Although the budget will not be finalized until July, Bell says the bottom line is that students will suffer.
Next year’s classes will have more students with fewer educators. Support positions will be lost, and retiring educators won’t be replaced, which means some remaining teachers will lose all of their planning time. Educators haven’t received a raise in more than six years, and there aren’t any on the horizon.
“There is just not a good place left to cut, and when you’re eliminating essential services for children and affecting people’s livelihoods, it causes a lot of sleepless nights and anguish,” said Bell, who was previously a special education teacher for seven years and a principal for more than 10.
In recent years, the district has been forced to cut art, music, physical education and counseling services. Bell’s greatest concern about the new cuts is that struggling students who don’t qualify for mandated special education services are now losing the targeted interventions that help them succeed.
The federal sequester cuts are draining another $37.2 million dollars that the state of Kentucky relies on to provide, among other things, crucial supports for students in special education, those who are English language learners and those in rural, low-income communities like Wolfe County.
The county is one of the poorest not only in Kentucky, but in the entire country. Census data shows that 42 percent of residents there—and 58 percent of those 18 and under—live in poverty.
“I know that even with 67 percent of our students on food stamps and 90 percent of them on free and reduced lunch, we could have the vast majority of them reading on grade level if I had the funding for reading recovery programs,” said Bell.
Fifth grade teacher Daphne Patton, who has taught in Wolfe County throughout her 19-year career, says she is also distressed to see struggling students lose the extra supports that get them back on track.
“We’ve lost a lot of our pull-out programs and remediation. It’s those students who are not quite at grade level but not special ed—who we call the gap kids—who are not getting the extra help they need because we don’t have the staff required to do small group instruction with those kids,” said Patton.
“If we’re not able to target those kids, especially in 1st and 2nd grade, the gap just keeps getting bigger as they get older,” she said.
Technology is another area where the district is lagging, Bell and Patton both acknowledged. Over the past seven years, the district’s technology funding has been cut by half.

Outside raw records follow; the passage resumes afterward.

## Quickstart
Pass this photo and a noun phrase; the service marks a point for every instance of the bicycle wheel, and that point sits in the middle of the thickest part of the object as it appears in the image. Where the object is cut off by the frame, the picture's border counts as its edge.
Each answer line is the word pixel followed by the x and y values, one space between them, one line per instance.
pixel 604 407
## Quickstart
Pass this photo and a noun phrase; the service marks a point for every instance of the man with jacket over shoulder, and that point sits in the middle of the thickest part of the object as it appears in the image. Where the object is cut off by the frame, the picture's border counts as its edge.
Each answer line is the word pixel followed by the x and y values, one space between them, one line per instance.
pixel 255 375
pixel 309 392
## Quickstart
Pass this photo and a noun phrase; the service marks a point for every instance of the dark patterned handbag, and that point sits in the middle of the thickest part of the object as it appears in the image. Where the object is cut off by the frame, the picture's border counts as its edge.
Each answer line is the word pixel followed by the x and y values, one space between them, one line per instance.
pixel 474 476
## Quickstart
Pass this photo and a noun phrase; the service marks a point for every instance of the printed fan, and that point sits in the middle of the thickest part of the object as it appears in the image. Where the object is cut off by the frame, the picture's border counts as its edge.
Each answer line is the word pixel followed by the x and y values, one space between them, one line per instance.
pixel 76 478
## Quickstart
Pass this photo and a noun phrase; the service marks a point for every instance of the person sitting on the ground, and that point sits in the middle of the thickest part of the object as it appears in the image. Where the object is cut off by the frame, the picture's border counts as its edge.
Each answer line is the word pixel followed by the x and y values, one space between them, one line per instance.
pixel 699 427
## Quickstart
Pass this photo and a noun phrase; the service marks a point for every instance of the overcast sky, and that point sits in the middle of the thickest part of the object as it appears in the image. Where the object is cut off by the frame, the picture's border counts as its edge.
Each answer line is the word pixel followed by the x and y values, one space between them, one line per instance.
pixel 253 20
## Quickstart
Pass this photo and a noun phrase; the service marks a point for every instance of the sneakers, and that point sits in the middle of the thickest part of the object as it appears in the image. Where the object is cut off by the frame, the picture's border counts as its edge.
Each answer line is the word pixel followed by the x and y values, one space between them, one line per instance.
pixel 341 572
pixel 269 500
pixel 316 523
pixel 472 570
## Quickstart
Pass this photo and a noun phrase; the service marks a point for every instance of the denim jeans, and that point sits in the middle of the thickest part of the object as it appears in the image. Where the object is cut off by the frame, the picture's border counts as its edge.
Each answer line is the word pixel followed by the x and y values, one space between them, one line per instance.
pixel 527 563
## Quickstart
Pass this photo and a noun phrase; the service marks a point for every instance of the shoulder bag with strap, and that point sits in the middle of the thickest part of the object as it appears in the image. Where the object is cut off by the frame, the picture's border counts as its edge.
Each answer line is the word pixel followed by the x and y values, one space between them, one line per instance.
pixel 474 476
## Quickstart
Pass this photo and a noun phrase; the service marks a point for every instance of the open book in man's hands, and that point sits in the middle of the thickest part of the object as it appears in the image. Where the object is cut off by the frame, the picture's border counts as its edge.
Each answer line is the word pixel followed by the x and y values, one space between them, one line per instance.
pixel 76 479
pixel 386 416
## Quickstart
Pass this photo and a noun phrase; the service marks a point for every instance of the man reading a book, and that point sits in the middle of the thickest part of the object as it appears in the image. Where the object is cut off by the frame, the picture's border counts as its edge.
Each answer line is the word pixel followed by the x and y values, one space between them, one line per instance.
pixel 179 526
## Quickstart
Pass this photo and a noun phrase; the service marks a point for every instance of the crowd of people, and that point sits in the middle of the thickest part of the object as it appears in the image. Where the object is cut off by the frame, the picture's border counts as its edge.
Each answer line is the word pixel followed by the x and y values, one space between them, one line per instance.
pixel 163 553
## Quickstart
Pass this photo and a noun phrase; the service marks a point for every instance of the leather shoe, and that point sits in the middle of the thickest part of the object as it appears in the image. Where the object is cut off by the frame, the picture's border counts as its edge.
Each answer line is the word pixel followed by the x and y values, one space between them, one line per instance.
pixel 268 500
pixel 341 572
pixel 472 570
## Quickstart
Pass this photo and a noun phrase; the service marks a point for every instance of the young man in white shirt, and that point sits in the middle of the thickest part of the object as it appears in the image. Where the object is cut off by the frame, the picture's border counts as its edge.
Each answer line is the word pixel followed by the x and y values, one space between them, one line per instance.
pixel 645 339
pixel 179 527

“A lot of our students do not have computer access at home, and school is the only place they do have access,” said Patton. “But it’s hard to plan projects and assignments using technology if I can’t schedule them into our 90 minutes a week in the computer lab.”
“The world we are living in is very competitive, and my biggest concern is whether we are still able to prepare our students for college and the workforce, especially if we take another step backwards,” said Patton, whose aging social studies textbooks still say George W. Bush is president.
“It’s crucial that our parents and educators look very closely at how our elected leaders are voting on education funding,” Bell said.
“I know that President Obama took a lot of heat over the stimulus money, but our district would be a complete shambles if we hadn’t had that money to get us through a few of those tough years,” said Bell. “But now we’re losing again, and our lawmakers need to understand that this could be a dire situation for our students.”
“I’m all for belt tightening during tough economic times. But you don’t take that belt and choke your children and their futures. They deserve so much better.”